🤖 AI Summary
This work addresses the lack of reliable evaluation benchmarks for fine-grained, natural language–driven PowerPoint editing. We introduce PPTArena, the first agent-oriented benchmark for in-situ multi-element editing, covering real-world elements including text, charts, tables, animations, and slide master styles. We propose PPTPilot, a structure-aware agent that integrates semantic planning, programmatic tool invocation, and XML-level precise manipulation, operating via a plan-edit-verify闭环 to enhance accuracy and visual consistency. Innovatively, we adopt a dual-channel VLM-as-judge evaluation mechanism combining structured difference analysis with visual quality scoring. Experiments show that PPTPilot outperforms leading proprietary systems by over 10 percentage points on composite, cross-slide, and layout-sensitive tasks, significantly improving visual fidelity and document-level consistency—while revealing long-horizon editing as a critical remaining challenge.
📝 Abstract
We introduce PPTArena, a benchmark for PowerPoint editing that measures reliable modifications to real slides under natural-language instructions. In contrast to image-PDF renderings or text-to-slide generation, PPTArena focuses on in-place editing across 100 decks, 2125 slides, and over 800 targeted edits covering text, charts, tables, animations, and master-level styles.

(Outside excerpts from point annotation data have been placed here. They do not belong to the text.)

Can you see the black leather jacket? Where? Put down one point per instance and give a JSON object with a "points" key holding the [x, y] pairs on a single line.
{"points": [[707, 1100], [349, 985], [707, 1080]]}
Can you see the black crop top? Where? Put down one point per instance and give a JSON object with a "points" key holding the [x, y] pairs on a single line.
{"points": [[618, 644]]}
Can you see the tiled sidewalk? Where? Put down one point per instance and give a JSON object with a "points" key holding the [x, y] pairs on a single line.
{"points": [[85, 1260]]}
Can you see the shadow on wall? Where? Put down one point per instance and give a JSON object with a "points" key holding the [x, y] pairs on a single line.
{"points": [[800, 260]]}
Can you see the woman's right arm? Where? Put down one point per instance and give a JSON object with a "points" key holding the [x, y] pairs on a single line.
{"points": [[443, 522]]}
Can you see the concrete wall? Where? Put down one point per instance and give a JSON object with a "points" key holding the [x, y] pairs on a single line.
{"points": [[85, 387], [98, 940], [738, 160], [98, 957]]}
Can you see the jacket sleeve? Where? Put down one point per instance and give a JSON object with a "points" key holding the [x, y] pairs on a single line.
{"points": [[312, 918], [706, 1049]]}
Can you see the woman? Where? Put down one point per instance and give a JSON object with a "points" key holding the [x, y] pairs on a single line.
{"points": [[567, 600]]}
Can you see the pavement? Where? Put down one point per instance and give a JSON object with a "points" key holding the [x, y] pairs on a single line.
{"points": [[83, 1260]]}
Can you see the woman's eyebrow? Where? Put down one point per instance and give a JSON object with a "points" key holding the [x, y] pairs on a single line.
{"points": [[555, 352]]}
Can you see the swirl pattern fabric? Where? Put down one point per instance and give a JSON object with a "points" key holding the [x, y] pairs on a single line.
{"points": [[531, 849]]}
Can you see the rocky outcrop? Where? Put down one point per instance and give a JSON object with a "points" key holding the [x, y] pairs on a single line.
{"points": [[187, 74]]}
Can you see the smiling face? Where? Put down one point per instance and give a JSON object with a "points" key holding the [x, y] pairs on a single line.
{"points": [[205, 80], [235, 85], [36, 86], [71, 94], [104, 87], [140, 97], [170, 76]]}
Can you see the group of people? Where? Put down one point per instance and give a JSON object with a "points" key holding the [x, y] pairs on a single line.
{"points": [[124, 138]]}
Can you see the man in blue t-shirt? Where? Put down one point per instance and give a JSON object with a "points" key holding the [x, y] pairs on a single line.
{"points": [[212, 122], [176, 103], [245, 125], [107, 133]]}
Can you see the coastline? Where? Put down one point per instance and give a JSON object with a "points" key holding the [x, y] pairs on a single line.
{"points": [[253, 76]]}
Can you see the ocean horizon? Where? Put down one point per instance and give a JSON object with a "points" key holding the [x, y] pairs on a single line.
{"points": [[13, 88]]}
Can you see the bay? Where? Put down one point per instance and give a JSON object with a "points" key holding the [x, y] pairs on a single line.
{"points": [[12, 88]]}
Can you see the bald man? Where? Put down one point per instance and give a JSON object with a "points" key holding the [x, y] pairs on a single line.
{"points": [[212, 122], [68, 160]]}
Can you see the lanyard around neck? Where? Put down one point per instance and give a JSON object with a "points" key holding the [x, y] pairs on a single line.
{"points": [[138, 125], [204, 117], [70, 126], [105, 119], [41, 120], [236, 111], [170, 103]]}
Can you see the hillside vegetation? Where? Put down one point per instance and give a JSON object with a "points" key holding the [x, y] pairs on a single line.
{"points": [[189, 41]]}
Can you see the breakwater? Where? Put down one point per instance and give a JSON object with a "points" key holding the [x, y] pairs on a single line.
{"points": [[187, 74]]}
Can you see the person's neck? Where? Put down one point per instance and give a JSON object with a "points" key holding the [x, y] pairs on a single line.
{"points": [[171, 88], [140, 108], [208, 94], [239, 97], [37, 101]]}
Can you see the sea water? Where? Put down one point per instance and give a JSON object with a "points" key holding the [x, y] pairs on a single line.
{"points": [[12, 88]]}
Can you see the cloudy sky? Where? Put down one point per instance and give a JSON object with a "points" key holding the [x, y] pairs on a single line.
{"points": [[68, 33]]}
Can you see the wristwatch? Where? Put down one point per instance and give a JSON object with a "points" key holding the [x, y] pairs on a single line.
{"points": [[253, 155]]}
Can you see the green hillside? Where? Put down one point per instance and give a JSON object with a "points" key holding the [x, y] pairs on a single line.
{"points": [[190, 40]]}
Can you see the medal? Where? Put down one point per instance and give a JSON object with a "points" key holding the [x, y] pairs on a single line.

Each case includes a ground-truth deck, a fully specified target outcome, and a dual VLM-as-judge pipeline that separately scores instruction following and visual quality using both structural diffs and slide images. Building on this setting, we propose PPTPilot, a structure-aware slide-editing agent that plans semantic edit sequences, routes between high-level programmatic tools and deterministic XML operations for precise control, and verifies outputs through an iterative plan-edit-check loop against task-specific constraints. In our experiments, PPTPilot outperforms strong proprietary agents and frontier VLM systems by over 10 percentage points on compound, layout-sensitive, and cross-slide edits, with particularly large gains in visual fidelity and deck-wide consistency. Despite these improvements, existing agents still underperform on long-horizon, document-scale tasks in PPTArena, highlighting the remaining challenges in reliable PPT editing.